“Incatenata” davanti al Quirinale per non far abbattere i tigli di Samarate

Arriva a Roma la protesta del comitato contro lo sradicamento delle piante in via 22 marzo. La panettiera Angela Greco vuole incontrare persino il presidente Mattarella

Angela Greco

È andata davanti al Quirinale per protestare, per incatenarsi, per non far abbattere i tigli storici di Samarate. A portare avanti la battaglia contro lo sradicamento delle piante del paese, a nome del comitato di cittadini, è Angela Greco, panettiera del paese che, armata di cartello e catene, sabato mattina è salita sul treno in direzione Roma, arrivando verso mezzogiorno davanti al quirinale.

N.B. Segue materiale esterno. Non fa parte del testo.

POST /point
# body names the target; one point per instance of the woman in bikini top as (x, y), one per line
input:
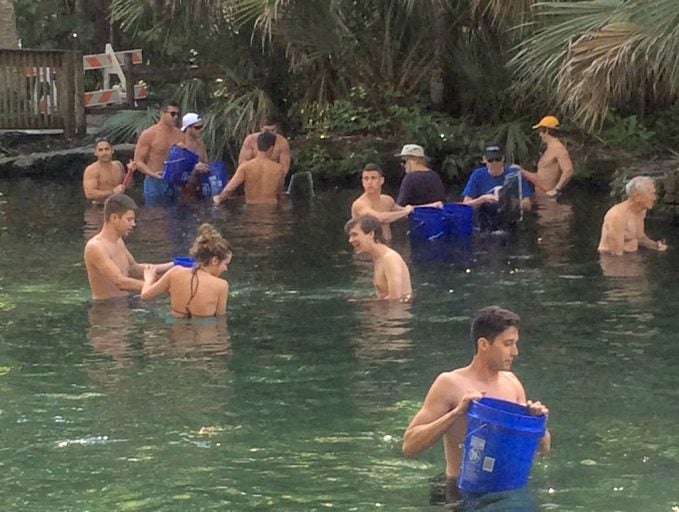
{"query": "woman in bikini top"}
(197, 291)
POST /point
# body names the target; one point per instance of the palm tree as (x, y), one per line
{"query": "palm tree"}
(599, 55)
(8, 32)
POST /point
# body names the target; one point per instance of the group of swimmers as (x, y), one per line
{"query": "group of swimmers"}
(264, 162)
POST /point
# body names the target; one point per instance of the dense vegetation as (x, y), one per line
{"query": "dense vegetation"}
(445, 73)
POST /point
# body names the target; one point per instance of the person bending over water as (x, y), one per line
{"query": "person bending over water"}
(261, 175)
(111, 269)
(197, 291)
(623, 227)
(495, 334)
(391, 275)
(106, 176)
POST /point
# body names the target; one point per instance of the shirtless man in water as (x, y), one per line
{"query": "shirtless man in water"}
(623, 227)
(262, 175)
(495, 335)
(281, 149)
(373, 202)
(391, 275)
(153, 147)
(111, 269)
(554, 167)
(105, 177)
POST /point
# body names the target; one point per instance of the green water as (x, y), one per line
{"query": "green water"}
(301, 401)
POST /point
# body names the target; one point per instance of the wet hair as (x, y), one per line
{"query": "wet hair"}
(637, 184)
(374, 168)
(208, 244)
(118, 204)
(168, 103)
(490, 322)
(102, 139)
(368, 224)
(265, 141)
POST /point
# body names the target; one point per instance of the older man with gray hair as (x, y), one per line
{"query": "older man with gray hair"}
(623, 228)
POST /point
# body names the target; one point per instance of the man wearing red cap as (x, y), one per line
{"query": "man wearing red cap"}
(554, 167)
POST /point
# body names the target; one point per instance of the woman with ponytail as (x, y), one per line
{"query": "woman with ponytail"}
(197, 291)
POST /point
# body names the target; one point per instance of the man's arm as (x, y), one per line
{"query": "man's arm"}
(436, 416)
(475, 203)
(98, 258)
(248, 150)
(142, 152)
(645, 241)
(238, 178)
(384, 217)
(91, 186)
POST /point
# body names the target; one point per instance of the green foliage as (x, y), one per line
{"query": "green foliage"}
(127, 125)
(627, 133)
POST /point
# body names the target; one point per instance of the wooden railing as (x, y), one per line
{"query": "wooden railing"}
(42, 89)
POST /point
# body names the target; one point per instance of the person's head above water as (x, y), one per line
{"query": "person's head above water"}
(118, 204)
(490, 322)
(209, 244)
(266, 141)
(367, 224)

La donna è in costante contatto con le altre persone del comitato, tra cui la presidente Emanuela Signorini: «Purtroppo per questioni di sicurezza i carabinieri l’hanno costretta a non usare le catene dopo qualche ora. Ma la sua protesta prosegue con un maxi cartello e con dei volantini. Vuole incontrare qualcuno, anche il presidente Mattarella se necessario, per far conoscere la storia del possibile abbattimento dei nostri tigli, simbolo della nostra memoria».

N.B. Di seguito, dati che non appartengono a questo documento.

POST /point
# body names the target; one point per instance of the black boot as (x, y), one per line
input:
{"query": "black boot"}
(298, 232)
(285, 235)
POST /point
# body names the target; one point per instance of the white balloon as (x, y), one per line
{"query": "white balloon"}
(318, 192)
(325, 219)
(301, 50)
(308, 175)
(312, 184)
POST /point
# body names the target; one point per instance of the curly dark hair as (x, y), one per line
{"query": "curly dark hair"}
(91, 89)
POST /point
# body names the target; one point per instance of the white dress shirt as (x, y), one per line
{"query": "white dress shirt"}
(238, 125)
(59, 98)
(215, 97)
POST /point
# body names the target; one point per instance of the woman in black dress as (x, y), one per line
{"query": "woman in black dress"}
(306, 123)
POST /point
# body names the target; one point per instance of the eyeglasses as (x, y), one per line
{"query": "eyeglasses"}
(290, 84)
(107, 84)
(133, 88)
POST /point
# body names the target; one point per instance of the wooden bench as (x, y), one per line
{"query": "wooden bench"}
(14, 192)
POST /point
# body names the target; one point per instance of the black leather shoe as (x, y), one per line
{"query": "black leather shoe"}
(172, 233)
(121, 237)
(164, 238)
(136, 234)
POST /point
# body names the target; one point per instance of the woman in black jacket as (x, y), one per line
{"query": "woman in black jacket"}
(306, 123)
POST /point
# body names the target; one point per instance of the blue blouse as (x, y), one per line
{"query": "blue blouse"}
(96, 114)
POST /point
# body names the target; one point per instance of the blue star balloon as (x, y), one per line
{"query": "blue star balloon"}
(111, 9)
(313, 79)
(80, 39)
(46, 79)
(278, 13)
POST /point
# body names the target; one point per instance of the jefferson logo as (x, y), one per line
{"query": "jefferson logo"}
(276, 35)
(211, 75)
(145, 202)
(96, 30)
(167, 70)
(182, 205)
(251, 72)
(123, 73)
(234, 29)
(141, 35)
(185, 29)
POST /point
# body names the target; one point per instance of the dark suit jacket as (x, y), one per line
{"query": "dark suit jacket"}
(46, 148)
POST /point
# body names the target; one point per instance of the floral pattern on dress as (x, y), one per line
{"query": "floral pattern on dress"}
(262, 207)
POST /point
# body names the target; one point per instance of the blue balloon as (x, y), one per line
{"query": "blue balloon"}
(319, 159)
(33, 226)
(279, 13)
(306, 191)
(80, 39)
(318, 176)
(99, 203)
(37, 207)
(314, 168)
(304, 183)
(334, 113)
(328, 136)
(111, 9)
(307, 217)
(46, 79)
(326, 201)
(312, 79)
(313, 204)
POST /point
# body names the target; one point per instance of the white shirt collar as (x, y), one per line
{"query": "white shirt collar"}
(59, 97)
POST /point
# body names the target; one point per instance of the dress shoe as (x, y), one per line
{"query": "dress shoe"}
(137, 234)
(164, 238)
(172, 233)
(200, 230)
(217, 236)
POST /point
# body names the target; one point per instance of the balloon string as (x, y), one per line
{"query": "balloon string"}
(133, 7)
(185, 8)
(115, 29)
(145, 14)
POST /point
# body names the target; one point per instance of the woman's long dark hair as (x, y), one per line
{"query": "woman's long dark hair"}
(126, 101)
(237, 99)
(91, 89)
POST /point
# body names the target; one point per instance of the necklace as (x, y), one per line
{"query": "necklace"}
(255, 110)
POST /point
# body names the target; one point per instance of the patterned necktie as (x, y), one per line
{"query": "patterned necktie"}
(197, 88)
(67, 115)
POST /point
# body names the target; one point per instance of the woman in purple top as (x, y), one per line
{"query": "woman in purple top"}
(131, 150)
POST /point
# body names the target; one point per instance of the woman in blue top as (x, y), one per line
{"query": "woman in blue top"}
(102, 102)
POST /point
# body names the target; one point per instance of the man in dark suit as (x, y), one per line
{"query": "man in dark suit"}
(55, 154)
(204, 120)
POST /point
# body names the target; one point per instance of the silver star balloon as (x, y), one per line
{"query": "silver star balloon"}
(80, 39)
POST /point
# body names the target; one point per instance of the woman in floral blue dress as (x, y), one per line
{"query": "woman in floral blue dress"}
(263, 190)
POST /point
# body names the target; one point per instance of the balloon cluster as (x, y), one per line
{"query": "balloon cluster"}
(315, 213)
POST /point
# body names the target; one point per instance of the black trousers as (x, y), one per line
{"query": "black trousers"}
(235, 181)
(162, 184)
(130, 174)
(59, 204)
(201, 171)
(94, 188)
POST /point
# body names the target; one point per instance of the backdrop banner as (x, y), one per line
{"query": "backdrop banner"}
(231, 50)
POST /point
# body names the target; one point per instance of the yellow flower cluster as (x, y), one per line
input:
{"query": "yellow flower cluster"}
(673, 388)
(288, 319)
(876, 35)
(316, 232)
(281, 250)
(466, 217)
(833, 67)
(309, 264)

La polemica sull’abbattimento dei tigli di Samarate, in via 22 marzo, va avanti da diversi mesi. L’amministrazione comunale vuole rifare il viale e ha pronto il progetto per lo sradicamento di 17 dei 24 esemplari presenti. Alcuni cittadini però si battono fin da subito perché questo non avvenga: «Non sono alberi secolari – racconta Emanuela Signorini -, ma sono importanti per la nostra storia. Hanno 70 anni, non sono malati e non rappresentano un pericolo per nessuno, perché vogliono toglierli? Il progetto doveva già essere attuato ma grazie alle nostre battaglie siamo riusciti a rinviare tutto. Speriamo di poter far retrocedere l’amministrazione comunale su questa decisione che non ha alcuna logica motivazione».